The Participatory Element
We will hold an interactive event in which all conference participants explore the shops along State Street in Madison to consider the three main themes of the conference: production, consumption, and reuse. State Street is the area’s most diverse shopping district and it includes stores selling everything from handmade Tibetan garments to The Gap’s clothing, and Wisconsin cheese to Einstein’s Bagels. Participants will be asked to think about themes such as globalization and production, regionalism and material identity, and the commodification of ethnicity. Conference participants will spend an hour or two in groups documenting evidence of these themes with digital cameras and/or video recorders. We will then reconvene as a group, share these collected images, and participate in a panel discussion moderated by scholars in each of the three themed areas.
We will also offer the opportunity for object studies at the Chipstone Decorative Arts Collection in the Milwaukee Art Museum. The chance to closely examine and analyze these pieces of early American material culture will provide a sense of real life engagement with artifacts rarely found at most American Studies Conferences.
Panel Presentations and the Call for Papers
For our panel discussions, we seek papers broadly related to the study of material culture, craft, art, consumerism, design, reuse, industrial design, architecture, and cultural landscapes.

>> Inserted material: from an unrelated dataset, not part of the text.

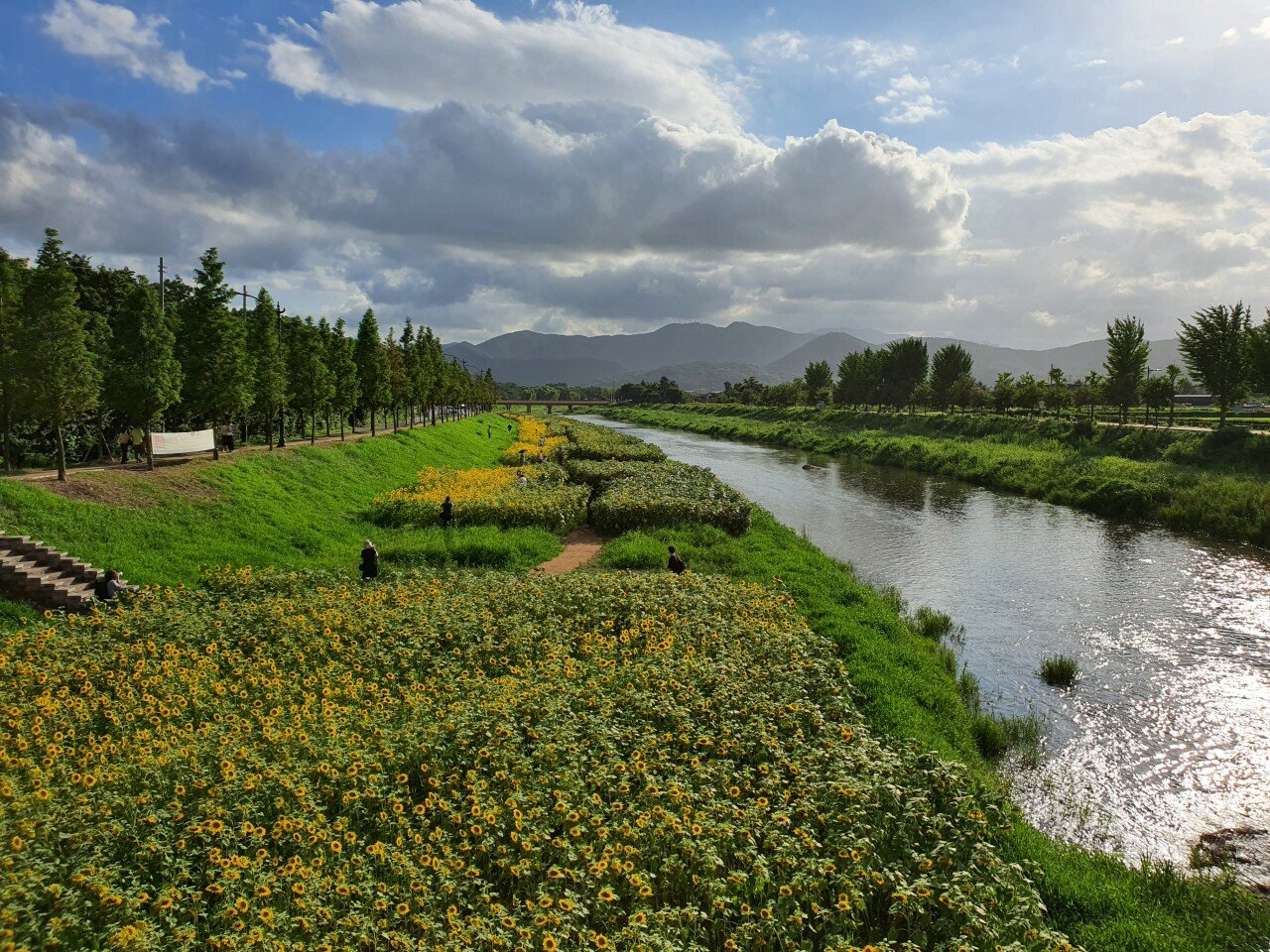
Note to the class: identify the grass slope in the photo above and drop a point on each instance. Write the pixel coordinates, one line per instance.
(1216, 484)
(907, 692)
(303, 508)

Our conference aims to involve academics, independent scholars, graduate students and practicing artists from fields as diverse as American studies, design studies, history, art history, anthropology, geography, sociology, art, English, philosophy, decorative arts studies and cultural studies. We will offer two days of panel papers of twenty minutes in length. Selection of these papers will be based upon originality, scholarly promise, and relevance to the main themes of the conference.
The first series of panels will be dedicated to the act of making. We are open to any topic related to this theme as it applies to American culture. Possible panel themes may include the following:
* Made In China, Sold In America: The Global Reach of Chinese Material Culture
* The Obsolescent And The Eternal: Timeless Values of Craft Versus Throwaway Culture
* Sameness In The Material Culture Of The Americas: Homogeneity in Material Design and Appearance
* From Production To Consumption: Handcraft and Industrial Production In America in Contemporary and Historical Contexts
The second set of panels will explore issues of consumerism and overconsumption. Possible panel topics may be:
* Overconsumption On The Couch: A Gluttony For Objects
* The Fine Line Between Spaces of Laziness and Spaces of Leisure: The Rec Room and The Man Cave
* Bursting Bubbles in American Housing: The Material Impact of Financial Crises
* Foodways and Big Folks: Agribusiness And Obesity in American Culture
* Credit Cards and Virtual Money: Replacing The Tangible in The World of Data and Images
The final series of panels will focus upon reuse, sustainability and recycling within American culture and artistic practice. Possible panel discussions may include:
* The Future Of Found Objects In American Art and Architectural Practice
* From Trash To Treasure: The Perceived Historical and Monetary Value of Antiques and Collectibles
* Eco-Friendly Green Objects and Their Cool Factor: The Growth Of Green Material Culture, Sustainability and Recycling in America
* In addition to papers, this panel will also invite practicing artists to submit works of art for display or offer a live performance. Artists will be responsible for the safe transportation and display of their artwork.